Since Brown has been with the Sixers, at the end of each season he has provided every player with what he calls a "road map" of what they should work on over the summer. Those instructions are provided to the players as well as their trainers and agents. But, years of hodge-podge teams and rapid turnover on the roster can't make things very easy, so overall development and improvement were key.

With the Sixers' starting unit and the core of the team now familiar with the offensive and defensive schemes outlined by Brown and his staff, the learning curves have flattened out allowing for more attention to detail.

Additionally, the players were able to re-watch meaningful games, dive into more comprehensive analytics, and study postseason opponent strategies in an attempt to pinpoint more specific areas that call for improvement.

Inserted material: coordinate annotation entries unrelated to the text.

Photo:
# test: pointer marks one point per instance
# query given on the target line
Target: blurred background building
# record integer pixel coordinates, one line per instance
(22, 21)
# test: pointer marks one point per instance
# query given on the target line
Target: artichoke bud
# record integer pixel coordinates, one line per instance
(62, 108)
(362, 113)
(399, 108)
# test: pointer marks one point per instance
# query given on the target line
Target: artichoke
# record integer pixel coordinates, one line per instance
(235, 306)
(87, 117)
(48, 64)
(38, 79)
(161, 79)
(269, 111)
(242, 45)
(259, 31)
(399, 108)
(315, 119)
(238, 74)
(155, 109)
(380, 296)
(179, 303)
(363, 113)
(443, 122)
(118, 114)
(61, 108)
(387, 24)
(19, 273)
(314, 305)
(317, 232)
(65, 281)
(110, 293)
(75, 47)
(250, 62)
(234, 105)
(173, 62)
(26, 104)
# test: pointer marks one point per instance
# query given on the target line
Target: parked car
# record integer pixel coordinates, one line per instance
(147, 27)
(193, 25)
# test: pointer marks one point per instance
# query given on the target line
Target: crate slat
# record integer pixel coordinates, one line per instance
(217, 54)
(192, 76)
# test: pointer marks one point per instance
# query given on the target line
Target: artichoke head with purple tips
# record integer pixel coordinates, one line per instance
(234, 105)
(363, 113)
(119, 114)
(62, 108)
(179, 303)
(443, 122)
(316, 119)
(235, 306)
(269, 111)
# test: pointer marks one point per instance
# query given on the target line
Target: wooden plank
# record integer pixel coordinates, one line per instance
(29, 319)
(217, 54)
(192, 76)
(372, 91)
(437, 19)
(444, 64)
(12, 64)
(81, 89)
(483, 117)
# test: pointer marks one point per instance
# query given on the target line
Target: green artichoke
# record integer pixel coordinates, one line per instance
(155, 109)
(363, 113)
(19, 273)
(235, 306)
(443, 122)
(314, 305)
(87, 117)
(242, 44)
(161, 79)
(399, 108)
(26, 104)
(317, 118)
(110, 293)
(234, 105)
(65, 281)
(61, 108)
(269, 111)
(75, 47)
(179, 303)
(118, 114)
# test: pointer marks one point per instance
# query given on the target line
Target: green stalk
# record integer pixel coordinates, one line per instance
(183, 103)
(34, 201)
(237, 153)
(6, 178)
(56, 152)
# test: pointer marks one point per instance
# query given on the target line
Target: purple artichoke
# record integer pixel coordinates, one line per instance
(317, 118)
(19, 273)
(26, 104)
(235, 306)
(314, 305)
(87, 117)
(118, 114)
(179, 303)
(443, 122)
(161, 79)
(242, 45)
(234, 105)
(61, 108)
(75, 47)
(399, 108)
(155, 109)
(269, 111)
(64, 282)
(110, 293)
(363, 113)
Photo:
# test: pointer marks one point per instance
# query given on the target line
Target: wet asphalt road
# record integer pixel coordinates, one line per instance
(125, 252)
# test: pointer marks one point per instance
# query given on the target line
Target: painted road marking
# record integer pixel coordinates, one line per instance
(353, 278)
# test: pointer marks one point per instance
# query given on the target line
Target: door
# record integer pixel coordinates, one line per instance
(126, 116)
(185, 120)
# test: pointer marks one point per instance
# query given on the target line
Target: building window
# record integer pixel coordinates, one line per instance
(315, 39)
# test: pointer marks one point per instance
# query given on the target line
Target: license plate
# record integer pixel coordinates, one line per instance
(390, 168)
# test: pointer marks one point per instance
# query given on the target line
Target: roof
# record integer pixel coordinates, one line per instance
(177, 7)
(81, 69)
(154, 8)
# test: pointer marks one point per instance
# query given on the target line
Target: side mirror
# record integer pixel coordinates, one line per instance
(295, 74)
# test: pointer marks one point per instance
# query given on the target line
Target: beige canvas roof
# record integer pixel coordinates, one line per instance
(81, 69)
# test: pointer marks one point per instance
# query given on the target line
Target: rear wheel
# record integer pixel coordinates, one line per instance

"This is what the league and the playoffs tell us," Brown said of the "road map" he presented to each player. "We're not reaching and making stuff up. This is where there were deficiencies, and this is your future growth, and this is the direction our sport is heading. That all influenced the details of the road map."

The instruction was clear and it showed when the players talked about their offseason work.

Ben Simmons implemented minor changes to his shot form and worked on correcting bad habits. Joel Embiid focused on controlling the ball and familiarizing himself with situations that led to turnovers. Robert Covington made improving ball-handling and finishing around the rim his offseason priorities.

Even 14-year veteran Amir Johnson said he was tasked with getting his weight down and working on his outside shot so that he could improve floor spacing and be able to keep up with quicker and more nimble centers.

And the specificity of expectations didn't stop with returning players. Even newly added players like Mike Muscala and Wilson Chandler were given clarity on what would be expected from them.

"The way that the NBA is played now, there's a lot of switching on ball-screen defense; that's what [Brown] has been preaching to me defensively," Muscala said on Friday. "Offensively, [the Sixers] say spacing to the four-point line … that's something that's a little bit new for me but it makes a lot of sense being able to step into your shot and create more space."

Simmons said that he kept in contact with Brown, speaking with him nearly every other day during the offseason, and reiterated that the coaches direction and expectations have been more granular and specific than they have in the past.

If you were looking for more than just bold declarations and lofty goals for proof that the Sixers are working toward the next level of NBA superiority, their offseason approach is a good place to start.

The Sixers are no longer a bottom-dwelling team in the NBA that can rely on the development of young players. Stability is becoming a cornerstone that the team is hoping to build on and adding wrinkles to the success of last season is the next step in achieving their goals.